At the time he was working on a novel, but eventually he switched to nonfiction and focused on writing about the salmon, mushrooms, flowers — with the tools of a novelist.

1014 Krupin Wild food 015.jpg
Berries from foraging adventures in the Northwest. Courtesy Langdon Cook

“The Northwest offers unparalleled outdoor opportunities. You can hike and mountain bike through old-growth rainforests, or go backpacking deep into the North Cascades,” he said. “As someone who also likes to eat well, I quickly realized that you could dine on nature’s bounty in the backcountry with a little knowledge of the local flora and fungi.”

He’s made huckleberry pancakes while hiking the High Divide in the Olympics; sautéed fiddleheads to go with a trout he’d caught while camping in the Cascades; and made long remote pilgrimages in search of morel mushrooms in the forests of Eastern Washington.

“Foraging is a treasure hunt. Who doesn’t like a treasure hunt? To find a wild delicacy after spending hours studying its habits and haunts is to activate all sorts of primitive instincts that we hardly knew we had. It’s supremely satisfying.”

1014 Krupin Wild food 014.jpg
Lady fern fiddle heads found in wet areas nearby streams in the mountains of the Northwest. Courtesy Langdon Cook

Morels are one of his favorites.

“They’re mysterious and incredibly delicious.

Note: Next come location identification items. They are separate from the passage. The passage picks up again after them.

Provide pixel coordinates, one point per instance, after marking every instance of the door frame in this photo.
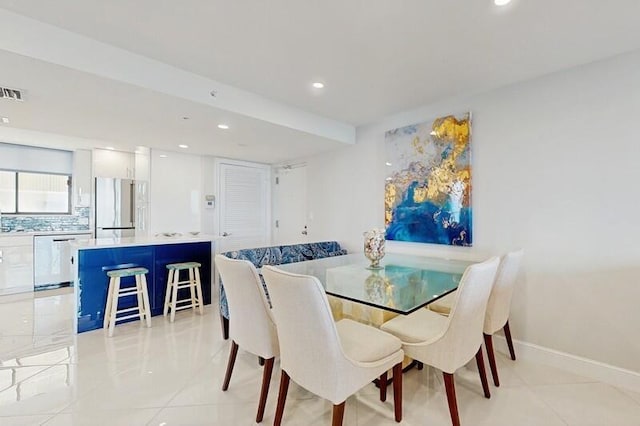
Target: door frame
(278, 208)
(218, 162)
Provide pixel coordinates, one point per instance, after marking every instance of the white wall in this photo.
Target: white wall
(175, 203)
(555, 171)
(209, 187)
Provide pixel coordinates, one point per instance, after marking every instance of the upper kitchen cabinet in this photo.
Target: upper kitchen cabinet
(82, 178)
(113, 164)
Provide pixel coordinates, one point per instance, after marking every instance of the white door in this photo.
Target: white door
(244, 205)
(290, 205)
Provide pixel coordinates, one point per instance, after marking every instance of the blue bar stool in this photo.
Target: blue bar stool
(194, 301)
(142, 309)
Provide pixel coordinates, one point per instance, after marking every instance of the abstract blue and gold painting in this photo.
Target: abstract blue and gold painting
(428, 183)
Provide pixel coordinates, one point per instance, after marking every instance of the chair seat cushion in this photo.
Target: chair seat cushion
(364, 343)
(420, 326)
(443, 305)
(127, 272)
(183, 265)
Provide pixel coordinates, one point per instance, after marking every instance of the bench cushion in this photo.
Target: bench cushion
(279, 255)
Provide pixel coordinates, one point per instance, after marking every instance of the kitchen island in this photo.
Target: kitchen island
(93, 258)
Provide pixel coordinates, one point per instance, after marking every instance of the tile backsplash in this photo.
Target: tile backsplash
(78, 221)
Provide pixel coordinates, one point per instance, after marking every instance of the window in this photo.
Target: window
(39, 193)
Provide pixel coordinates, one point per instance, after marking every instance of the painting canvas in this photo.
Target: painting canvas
(428, 182)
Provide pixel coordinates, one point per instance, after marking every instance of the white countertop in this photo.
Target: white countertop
(33, 233)
(98, 243)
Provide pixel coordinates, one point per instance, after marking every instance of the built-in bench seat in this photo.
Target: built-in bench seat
(276, 255)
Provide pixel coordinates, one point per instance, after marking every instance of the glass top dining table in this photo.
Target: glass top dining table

Learning how to consistently find morels is one of the feathers in a forager’s cap. I dry pounds and pounds of morels in my dehydrator each spring and give bags of them as holiday gifts,” he said.

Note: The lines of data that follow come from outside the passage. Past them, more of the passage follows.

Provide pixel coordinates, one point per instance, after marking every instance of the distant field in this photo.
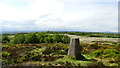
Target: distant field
(90, 39)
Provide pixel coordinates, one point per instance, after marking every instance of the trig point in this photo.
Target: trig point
(75, 49)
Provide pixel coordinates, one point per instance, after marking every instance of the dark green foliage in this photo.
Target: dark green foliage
(31, 38)
(66, 39)
(18, 39)
(97, 64)
(94, 34)
(5, 39)
(96, 53)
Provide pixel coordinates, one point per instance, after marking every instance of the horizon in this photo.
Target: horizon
(56, 15)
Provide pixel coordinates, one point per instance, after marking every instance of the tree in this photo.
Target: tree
(65, 39)
(5, 39)
(31, 38)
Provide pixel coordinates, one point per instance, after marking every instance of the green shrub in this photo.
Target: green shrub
(112, 53)
(106, 51)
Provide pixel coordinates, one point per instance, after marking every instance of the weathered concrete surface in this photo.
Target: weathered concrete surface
(75, 48)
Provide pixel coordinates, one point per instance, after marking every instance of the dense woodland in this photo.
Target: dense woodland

Cook identifies and describes the wild foods that are all around us.

“You can step out the back door, or the front,” he says. Weeds, such as dandelions, are in everyone’s yards and are nutritious and also tasty when prepared with a little care and understanding.”

Northwest foraging

The areas near Tri-Cities are also prime areas for foraging for all sorts of wild edible foods. For example, he describes the area between the trio of volcanoes Mt. Rainier, Adams, and St. Helens as the “golden triangle.”

“It represents some of the best mushroom hunting in North America,” he says. “The Gifford Pinchot National Forest — in particular an area called the Sawtooth Berry Fields — is also one of the finest huckleberry-picking anywhere.”

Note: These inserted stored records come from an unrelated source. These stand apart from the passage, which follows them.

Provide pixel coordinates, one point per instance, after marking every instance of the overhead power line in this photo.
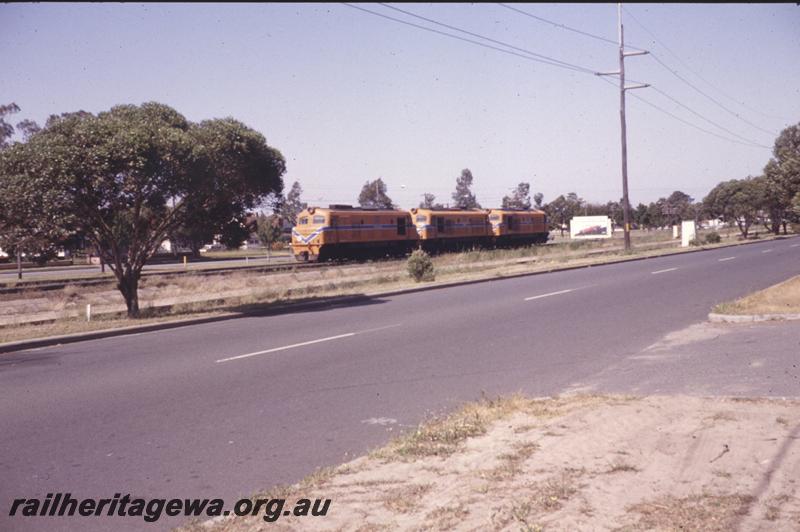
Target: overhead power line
(564, 26)
(531, 56)
(695, 126)
(454, 28)
(708, 120)
(690, 84)
(540, 58)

1014 Krupin Wild food 009.jpg
A handful of wild strawberries. Courtesy Langdon Cook

Once, while camping and fishing in the backcountry, he stumbled on the biggest patch of porcini mushrooms he’d ever seen.

“After catching a nice brown trout for the pan, I sautéed up the mushrooms and mixed them with a batch of instant rice, which I used to stuff the trout. While this amazing camp meal sizzled over the fire, an unexpected dinner guest arrived — a bear — strolling the opposite bank, his nose in the air. Luckily, he kept to his side of the river,” he said.

Cook’s gol is to help people reconnect to the natural landscape. “It’s good for people and it’s good for the land, he says. “I try to do this not by preaching or arguing but through storytelling.”

“If you want children to know more about our remarkable world get the kids off the screen and get them outside. Nature takes care of the rest. A child can play in a trickle of a stream all day. There’s no better education,” he said.